Van Gölü’n deniz dendiğini ilk duyduğunda şaşırır hoca. Takan Çelik’li, Hüsamettin Subaşı’lı deniz sefsına ilişkin kısa bir anısı da şöyle: “1966 yılının Haziran ayı başlarında öğretmen arkadaşlar: “Günaltay’ı denize (!) götürelim. Denizimizi görsün. Nasıl olsa Tekirdağlı, deniz çocuğu… Deniz özlemini giderir.” dediler. (Vanlılar, göle enginliğinden ötürü deniz dereler.) dediler.Geniş kasalı bir at arabası bulmuşlar. Hüsamettin Subaşı, Atakan Çelik (2007’nin Aralık ayında vefat etti. Nur içinde yatsın. Valıyam, Şanlıyam, Kılıcı Kanlıyam” türküsüyle ünlenmişti.) Hüseyin Yavuz, Şanal Aydın arkaya doluştuk. lçe dışında Selçuklulardan kalma büyük bir kümbet vardı. İndik, bana kümbet hakkında bilgiler verdiler. Kümbeti geçince, Hüsamettin Subaşı sazını eline aldı. Sevdiğim parçaları bilirdi, peş peşe çalıp okumaya başladı. Atakan Çelik de, bizler de dilimiz döndüğünce eşlik ettik: Aşık Veysel’in “Mühür Gözlüm” türküsünü ilk sıraya alırdı. İkinci türkü “Fırat Kenarında Yüzen Kayıklar” 3. parça Azeri türkü “Ayrılık” idi. Daha sonra da Erciş türküleri çalınır, okunurdu. En bilineni de “Şengülüm Şengülüm” idi.”
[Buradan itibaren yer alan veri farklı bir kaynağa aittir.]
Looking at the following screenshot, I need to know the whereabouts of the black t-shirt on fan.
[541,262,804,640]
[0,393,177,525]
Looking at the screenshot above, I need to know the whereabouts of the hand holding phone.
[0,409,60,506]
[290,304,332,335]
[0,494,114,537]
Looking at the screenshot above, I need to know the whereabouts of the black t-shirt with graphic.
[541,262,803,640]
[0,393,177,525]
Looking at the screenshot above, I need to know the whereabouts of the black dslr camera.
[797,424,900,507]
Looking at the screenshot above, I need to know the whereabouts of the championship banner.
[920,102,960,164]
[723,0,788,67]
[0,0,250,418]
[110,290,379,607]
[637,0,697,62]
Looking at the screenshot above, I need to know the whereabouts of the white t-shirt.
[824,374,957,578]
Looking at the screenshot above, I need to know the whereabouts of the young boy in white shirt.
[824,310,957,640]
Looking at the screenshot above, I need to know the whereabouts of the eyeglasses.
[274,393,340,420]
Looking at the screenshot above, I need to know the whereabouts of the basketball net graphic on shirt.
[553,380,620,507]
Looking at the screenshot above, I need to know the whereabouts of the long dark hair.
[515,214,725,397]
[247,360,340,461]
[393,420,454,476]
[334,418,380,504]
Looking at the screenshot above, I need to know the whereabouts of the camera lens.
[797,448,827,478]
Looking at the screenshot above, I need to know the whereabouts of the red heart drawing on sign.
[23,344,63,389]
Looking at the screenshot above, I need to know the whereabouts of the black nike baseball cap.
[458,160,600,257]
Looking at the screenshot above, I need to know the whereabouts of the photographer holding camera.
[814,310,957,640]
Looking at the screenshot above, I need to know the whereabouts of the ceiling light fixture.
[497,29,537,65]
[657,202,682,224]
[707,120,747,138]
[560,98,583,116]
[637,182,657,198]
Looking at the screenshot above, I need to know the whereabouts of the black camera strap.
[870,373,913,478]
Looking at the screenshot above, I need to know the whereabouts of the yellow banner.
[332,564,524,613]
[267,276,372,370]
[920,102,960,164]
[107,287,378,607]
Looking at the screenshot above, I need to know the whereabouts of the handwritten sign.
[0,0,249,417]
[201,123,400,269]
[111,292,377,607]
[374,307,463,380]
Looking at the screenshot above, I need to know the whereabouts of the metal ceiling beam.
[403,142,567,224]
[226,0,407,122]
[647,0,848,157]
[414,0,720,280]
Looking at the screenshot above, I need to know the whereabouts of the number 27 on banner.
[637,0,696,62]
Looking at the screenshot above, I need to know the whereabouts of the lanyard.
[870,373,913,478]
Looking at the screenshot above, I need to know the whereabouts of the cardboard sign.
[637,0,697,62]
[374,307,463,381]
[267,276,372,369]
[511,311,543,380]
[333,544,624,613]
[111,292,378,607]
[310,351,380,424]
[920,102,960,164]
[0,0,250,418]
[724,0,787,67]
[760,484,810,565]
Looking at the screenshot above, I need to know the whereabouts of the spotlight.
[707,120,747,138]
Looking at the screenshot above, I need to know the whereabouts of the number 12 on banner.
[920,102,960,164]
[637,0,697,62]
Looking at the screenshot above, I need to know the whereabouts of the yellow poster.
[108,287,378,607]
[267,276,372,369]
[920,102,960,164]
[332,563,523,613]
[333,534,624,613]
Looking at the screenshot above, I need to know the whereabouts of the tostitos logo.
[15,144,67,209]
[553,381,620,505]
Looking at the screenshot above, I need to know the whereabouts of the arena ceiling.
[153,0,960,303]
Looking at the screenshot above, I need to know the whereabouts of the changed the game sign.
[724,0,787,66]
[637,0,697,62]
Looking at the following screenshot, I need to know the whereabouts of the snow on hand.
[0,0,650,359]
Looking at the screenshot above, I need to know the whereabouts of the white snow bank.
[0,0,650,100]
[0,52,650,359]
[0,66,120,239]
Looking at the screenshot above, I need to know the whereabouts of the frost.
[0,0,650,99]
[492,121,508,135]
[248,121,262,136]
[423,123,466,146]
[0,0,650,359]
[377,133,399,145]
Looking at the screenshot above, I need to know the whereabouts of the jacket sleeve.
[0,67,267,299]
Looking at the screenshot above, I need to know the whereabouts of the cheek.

“20 dakikada Van Gölü kıyısına geldik. Arkadaşlar “hadi bakalım deyince deniz şortlarıyla kıyıda buluştuk. Denize gideceğimiz bölge, askeri plaj bölgesindeydi, serbestti. Tahta bir iskelesi vardı. Arkadaşlar göle dalarken, ben iskelede yürüyüp gölün durumunu inceledim. Kıyı, taşlık görünüyordu; denize hep terlikle girerdim, göle de öyle girdim. Meğer taşlı-kayalı kıyının dibi bataklıkmış. Bir ayağımı çamurdan kurtarıyorum, diğer ayağım çamura saplanmış durumda… En iyisi üstünde yükselerek derine gitmek İskeleden atlayan kişi atlayan kişi dibe fazla dalmadan yüzeye çıkmak zorunda… Kapası, çamura saplanabilir… Arkadaşlar 2-3 yüz metre kadar açıldılar. Ben fazla açılmam. 40–50 m. bana yeter. Engin denizi, gölü, açılarak yarılasam ödül mü veriler? Bizimkiler müzikçi çocuklar; kıyıya geldim, taş-kum karışımına uzandım. Gölün açıklarından, türkü sesleri geliyordu.”